When you stand next to the river and think about vampires, know that I was there first. They sent me without telling me it was virtual. I thought I had been selected to be the first inhabitant of a new planet. I should have known better—the game couldn’t make me forget who I was, and no one like me gets selected for something like that—but Themis is hard enough to live in that you believe it’s real. It never really feels like night or day and your sleep cycle gets messed up and the terrain is rough for vegetables, so you have to fight the soil for eight months to get anything started. It’s not easy. The bread there never baked right. I thought it was the water, for a long time.
I’m currently in the [redacted by editors], which is where Othrys tested Themis on us. I didn’t volunteer—I was selected for a sleep study, they said, because I had vivid dreams, and it would get me time off for good behavior if I agreed. They never told us about Themis. For a year I lived in two places and I didn’t know.
I don’t know what they gave me to make me forget, but they gave it to me on each end of Themis, on the way in and after I was out. Eventually my body got used to it—side effect of being an addict, which you think they’d have worried about more, but.
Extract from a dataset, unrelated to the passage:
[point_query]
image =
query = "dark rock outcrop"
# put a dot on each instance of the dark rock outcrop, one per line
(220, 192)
Some things I’ve forgotten—there was a bird I loved, but I couldn’t tell you what it looked or sounded like. It’s a bird in a dream. But I remember more of it than I was supposed to.
We tried to sue the game company for experimenting on us without our knowledge or permission. It didn’t work; we pushed too hard to have it affect our sentences, I guess.
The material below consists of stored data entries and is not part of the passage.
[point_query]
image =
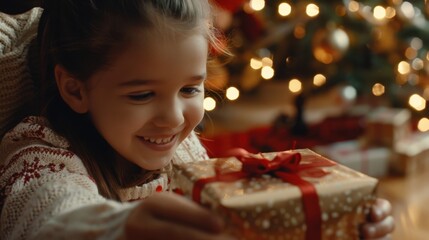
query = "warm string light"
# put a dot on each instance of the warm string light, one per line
(423, 125)
(417, 102)
(257, 5)
(209, 104)
(295, 85)
(232, 93)
(378, 89)
(284, 9)
(376, 15)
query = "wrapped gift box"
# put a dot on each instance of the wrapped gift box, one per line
(269, 207)
(371, 160)
(411, 154)
(385, 126)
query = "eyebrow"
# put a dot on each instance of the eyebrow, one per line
(139, 82)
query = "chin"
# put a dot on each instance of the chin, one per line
(155, 163)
I’m not writing this because I’m surprised. You’re probably not surprised either. Part of me wishes I had it in me to be noble and fight to get us all released because of this—Samara and Anthony deserve their freedom. But I’m writing because I want to live inside Themis until I die, and Othrys says they won’t let me.
We lost the lawsuit, so there’s no danger in it. It probably looks great to them that I want to go back, anyway. And most people won’t live in the same Themis I built. They’re making it more interesting for new people. You’ll have cities to live in instead of just shipping-crate mess halls; you’ll be able to see the mountains. You’ll all be dealing with each other.